Reverse Mortgages Can Be Beneficial For Senior Citizens
Posted August 8, 2003
RALEIGH, N.C. — Homeowners work for decades to pay off their mortgages. Senior citizens who are 62 or older can now use their house for cash without having to leave it or lose the title to it.
Juanita Shultz has lived in her rural Johnston County home for 17 years. She designed the house with a back deck just a stone's throw from the Neuse River.
At 75, Shultz is a widow, whose social security income will not cover the costs of some pressing needs.
"Well, it's coming to the point where my house needs maintenance. I need a new roof and the siding is starting to go bad," she said.
Shultz appears to be the perfect candidate for a reverse mortgage. A reverse mortgage is similar to a home equity loan, but there is a slight difference. Instead of the borrower making payments to the lender, the lender makes payments to the borrower. Terms can include a lump-sum amount, a line of credit or a lifetime of payments that are tax-free.
"What it is designed for is to enable people to borrow on the equity they have on their home," mortgage leader Heather Sirgany said. "It's actually not considered income. It is proceeds of a loan, so it is not taxed."
Shultz, who is busy removing the old wallpaper from her bedroom, said she will take the line-of-credit option.

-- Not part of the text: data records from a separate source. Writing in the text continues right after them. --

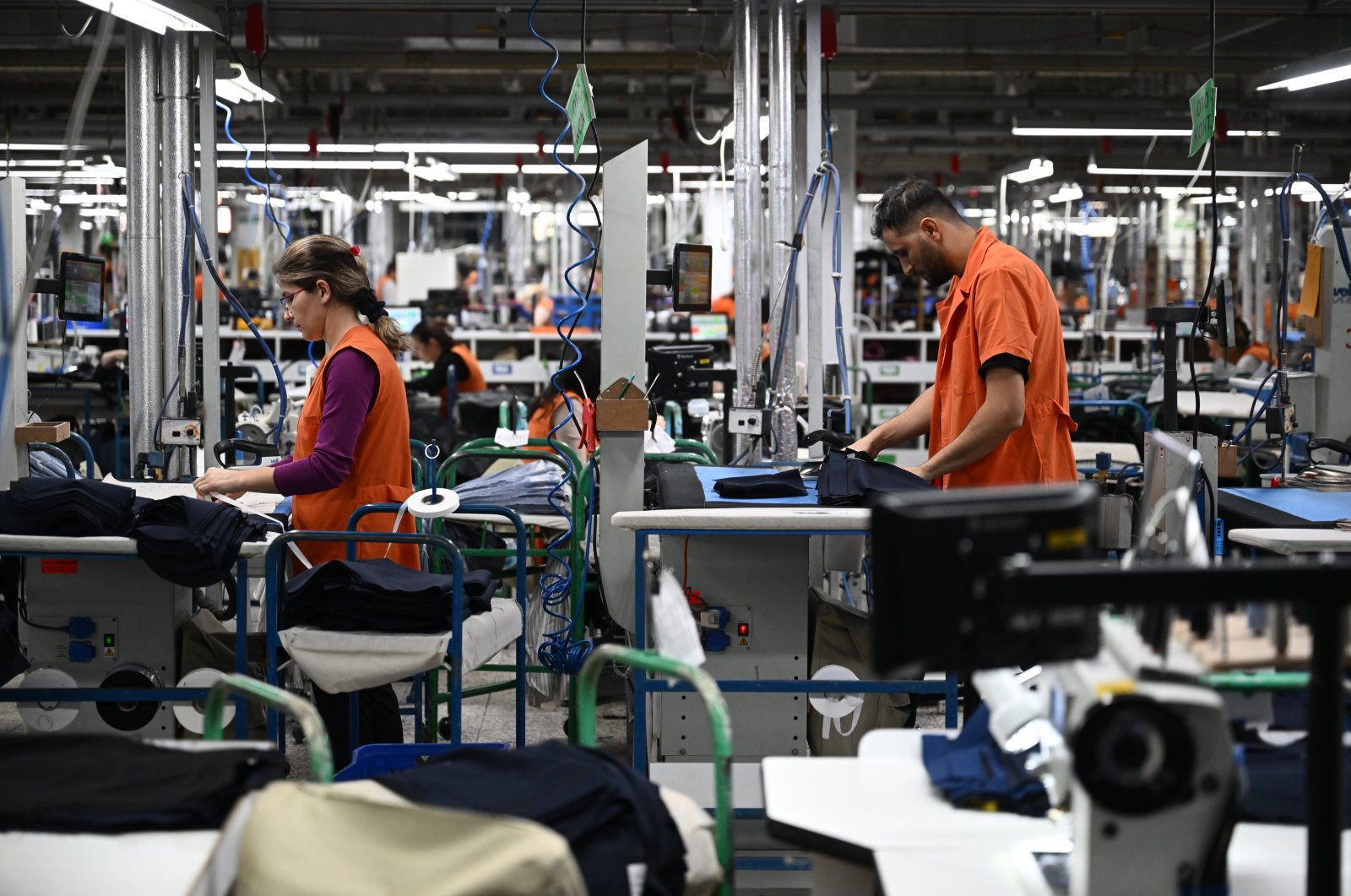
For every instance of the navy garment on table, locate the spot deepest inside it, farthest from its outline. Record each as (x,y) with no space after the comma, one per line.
(973,772)
(610,815)
(848,477)
(1276,784)
(785,484)
(193,542)
(74,508)
(380,595)
(106,784)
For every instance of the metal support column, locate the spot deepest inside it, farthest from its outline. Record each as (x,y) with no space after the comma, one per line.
(15,407)
(176,162)
(207,211)
(747,209)
(812,238)
(623,355)
(145,328)
(781,193)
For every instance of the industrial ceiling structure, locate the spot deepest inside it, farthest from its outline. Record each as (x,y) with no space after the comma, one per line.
(958,90)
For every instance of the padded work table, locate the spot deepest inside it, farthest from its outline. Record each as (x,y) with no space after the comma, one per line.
(780,540)
(877,819)
(1283,507)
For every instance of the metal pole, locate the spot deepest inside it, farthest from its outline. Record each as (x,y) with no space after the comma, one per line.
(207,211)
(746,213)
(781,193)
(145,329)
(812,238)
(176,121)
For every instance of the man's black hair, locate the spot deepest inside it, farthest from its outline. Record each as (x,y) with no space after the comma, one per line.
(904,204)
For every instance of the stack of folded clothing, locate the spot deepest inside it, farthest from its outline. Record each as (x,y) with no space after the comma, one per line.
(191,542)
(522,488)
(110,784)
(973,772)
(380,595)
(74,508)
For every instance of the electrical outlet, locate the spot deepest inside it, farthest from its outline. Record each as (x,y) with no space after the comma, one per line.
(747,421)
(180,432)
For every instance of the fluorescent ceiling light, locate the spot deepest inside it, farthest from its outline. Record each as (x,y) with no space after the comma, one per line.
(1067,193)
(317,164)
(1175,172)
(1038,169)
(160,15)
(1315,72)
(1121,132)
(472,149)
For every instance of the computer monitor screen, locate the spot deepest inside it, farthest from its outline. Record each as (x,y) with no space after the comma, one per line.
(708,328)
(692,277)
(936,562)
(81,287)
(405,318)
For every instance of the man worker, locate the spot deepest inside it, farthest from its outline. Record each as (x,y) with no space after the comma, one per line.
(997,414)
(999,410)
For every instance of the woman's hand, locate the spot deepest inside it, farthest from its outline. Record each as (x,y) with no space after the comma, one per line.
(218,479)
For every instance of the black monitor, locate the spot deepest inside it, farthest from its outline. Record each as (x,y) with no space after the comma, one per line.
(936,561)
(692,279)
(81,287)
(680,371)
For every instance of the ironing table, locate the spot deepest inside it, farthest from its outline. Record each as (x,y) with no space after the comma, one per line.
(877,817)
(763,573)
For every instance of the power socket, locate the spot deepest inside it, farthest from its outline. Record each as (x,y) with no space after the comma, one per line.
(747,422)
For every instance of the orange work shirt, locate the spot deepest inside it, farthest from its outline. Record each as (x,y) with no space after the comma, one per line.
(1003,304)
(382,470)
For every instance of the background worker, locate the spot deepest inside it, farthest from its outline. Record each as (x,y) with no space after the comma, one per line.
(351,441)
(434,345)
(997,412)
(1245,358)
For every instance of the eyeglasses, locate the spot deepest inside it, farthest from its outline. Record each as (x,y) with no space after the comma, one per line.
(287,297)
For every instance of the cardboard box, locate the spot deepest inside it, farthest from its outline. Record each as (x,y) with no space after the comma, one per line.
(49,432)
(627,414)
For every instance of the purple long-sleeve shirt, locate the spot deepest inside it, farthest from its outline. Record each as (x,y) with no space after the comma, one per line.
(350,385)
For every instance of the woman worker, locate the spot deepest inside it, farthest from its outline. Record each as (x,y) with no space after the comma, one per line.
(351,439)
(436,346)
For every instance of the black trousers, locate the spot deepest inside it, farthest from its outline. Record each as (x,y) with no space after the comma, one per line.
(378,720)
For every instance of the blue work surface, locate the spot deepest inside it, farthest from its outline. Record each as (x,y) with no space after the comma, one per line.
(709,475)
(1267,507)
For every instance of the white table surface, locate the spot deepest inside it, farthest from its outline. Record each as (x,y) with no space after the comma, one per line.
(740,518)
(922,846)
(1294,540)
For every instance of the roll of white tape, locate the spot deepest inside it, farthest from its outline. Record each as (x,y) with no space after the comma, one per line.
(834,707)
(49,716)
(193,715)
(429,504)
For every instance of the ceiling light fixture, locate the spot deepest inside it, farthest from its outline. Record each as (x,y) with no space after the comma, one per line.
(160,15)
(1038,169)
(1121,132)
(1316,72)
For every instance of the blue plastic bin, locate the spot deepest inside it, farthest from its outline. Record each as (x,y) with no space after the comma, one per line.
(382,758)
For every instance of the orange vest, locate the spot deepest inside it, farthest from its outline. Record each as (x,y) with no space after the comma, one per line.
(1003,304)
(382,470)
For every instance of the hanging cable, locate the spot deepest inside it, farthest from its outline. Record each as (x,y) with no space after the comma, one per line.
(561,653)
(195,223)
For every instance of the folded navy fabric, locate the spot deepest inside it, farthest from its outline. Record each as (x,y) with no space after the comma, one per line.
(611,815)
(785,484)
(74,508)
(193,542)
(973,772)
(380,595)
(107,784)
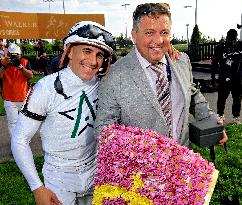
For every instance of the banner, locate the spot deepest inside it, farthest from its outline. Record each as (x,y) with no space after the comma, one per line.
(15,25)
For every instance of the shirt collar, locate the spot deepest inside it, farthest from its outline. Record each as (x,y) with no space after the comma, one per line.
(144,63)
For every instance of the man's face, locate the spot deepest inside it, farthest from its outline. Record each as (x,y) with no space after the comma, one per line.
(85,60)
(152,38)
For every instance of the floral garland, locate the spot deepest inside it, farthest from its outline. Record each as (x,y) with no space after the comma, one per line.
(138,166)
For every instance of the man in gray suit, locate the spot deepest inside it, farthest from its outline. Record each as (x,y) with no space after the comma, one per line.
(128,94)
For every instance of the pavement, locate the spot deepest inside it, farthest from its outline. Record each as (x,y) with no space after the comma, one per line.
(5,151)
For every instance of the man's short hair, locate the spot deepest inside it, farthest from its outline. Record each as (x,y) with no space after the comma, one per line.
(150,9)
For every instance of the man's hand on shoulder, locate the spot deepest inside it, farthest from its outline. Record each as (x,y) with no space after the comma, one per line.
(44,196)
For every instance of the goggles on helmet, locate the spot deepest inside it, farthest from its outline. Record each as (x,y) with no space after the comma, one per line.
(93,32)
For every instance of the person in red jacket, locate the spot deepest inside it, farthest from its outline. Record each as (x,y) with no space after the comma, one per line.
(15,73)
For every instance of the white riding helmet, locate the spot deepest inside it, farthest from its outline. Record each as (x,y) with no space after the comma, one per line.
(14,49)
(90,33)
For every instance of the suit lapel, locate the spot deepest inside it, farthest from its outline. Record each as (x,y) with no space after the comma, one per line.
(176,70)
(142,82)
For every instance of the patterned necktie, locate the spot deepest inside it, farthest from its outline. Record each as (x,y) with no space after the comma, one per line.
(163,93)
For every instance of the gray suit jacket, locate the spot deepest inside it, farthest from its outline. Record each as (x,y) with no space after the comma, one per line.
(126,97)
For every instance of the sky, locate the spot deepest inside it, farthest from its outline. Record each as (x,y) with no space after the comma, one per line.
(214,17)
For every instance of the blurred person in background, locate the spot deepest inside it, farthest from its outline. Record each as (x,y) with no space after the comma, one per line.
(15,73)
(227,61)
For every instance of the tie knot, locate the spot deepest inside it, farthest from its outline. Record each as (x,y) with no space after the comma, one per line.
(159,68)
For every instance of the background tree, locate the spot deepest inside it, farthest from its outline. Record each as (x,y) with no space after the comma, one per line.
(196,35)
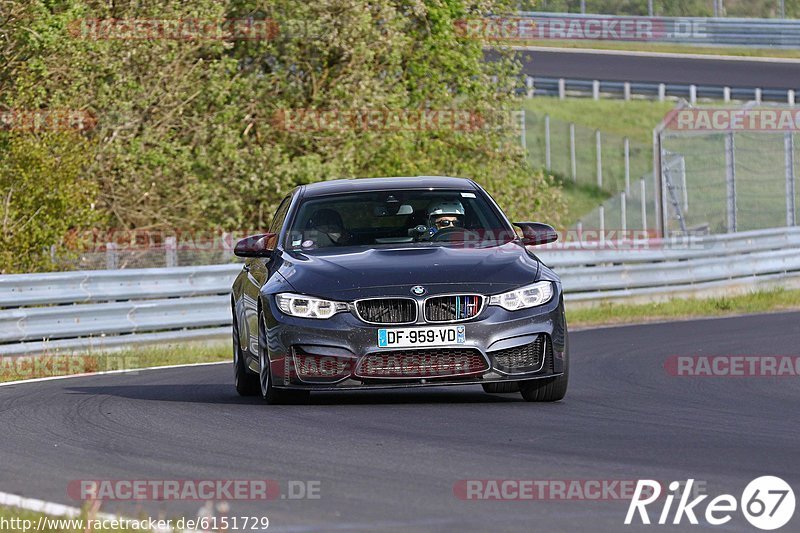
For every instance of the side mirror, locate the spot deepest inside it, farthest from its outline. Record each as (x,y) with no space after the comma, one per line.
(535,233)
(256,245)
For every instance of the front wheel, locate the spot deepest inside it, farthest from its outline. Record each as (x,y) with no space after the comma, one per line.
(270,394)
(246,381)
(546,390)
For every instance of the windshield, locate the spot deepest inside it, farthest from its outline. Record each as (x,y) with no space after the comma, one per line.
(409,217)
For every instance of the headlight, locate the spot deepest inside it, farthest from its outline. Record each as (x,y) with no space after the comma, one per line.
(524,298)
(308,307)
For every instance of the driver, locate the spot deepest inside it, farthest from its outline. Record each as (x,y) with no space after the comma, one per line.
(444,214)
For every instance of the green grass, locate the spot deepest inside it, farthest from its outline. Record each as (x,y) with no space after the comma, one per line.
(677,309)
(634,119)
(27,367)
(580,199)
(616,120)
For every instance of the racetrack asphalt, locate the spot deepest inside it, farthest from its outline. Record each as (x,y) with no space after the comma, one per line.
(389,460)
(655,69)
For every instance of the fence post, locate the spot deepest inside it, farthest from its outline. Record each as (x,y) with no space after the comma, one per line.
(623,211)
(111,256)
(602,213)
(572,158)
(788,142)
(682,170)
(627,148)
(599,147)
(730,180)
(171,249)
(547,142)
(644,204)
(658,185)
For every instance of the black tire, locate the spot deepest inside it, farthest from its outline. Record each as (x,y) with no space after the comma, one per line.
(270,394)
(547,389)
(505,387)
(246,381)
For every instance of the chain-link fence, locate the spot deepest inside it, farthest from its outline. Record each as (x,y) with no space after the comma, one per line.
(671,8)
(726,176)
(598,162)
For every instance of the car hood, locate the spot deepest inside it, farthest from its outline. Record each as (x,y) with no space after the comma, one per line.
(347,275)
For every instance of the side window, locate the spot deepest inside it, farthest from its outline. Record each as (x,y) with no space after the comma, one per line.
(280,215)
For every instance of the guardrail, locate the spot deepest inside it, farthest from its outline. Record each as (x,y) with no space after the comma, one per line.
(698,31)
(107,309)
(564,87)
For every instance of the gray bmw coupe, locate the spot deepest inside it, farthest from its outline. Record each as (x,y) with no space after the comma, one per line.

"So if I need it, I've got it and if I don't need it, I'll just leave it there, so my children won't have so much to pay back," she said.
A reverse mortgage does have some drawbacks. There are fees to pay and mortgage insurance is required, so experts say it is best to get some financial advice before pursuing a reverse mortgage. More information on reverse mortgages is available to senior citizens from your local AARP.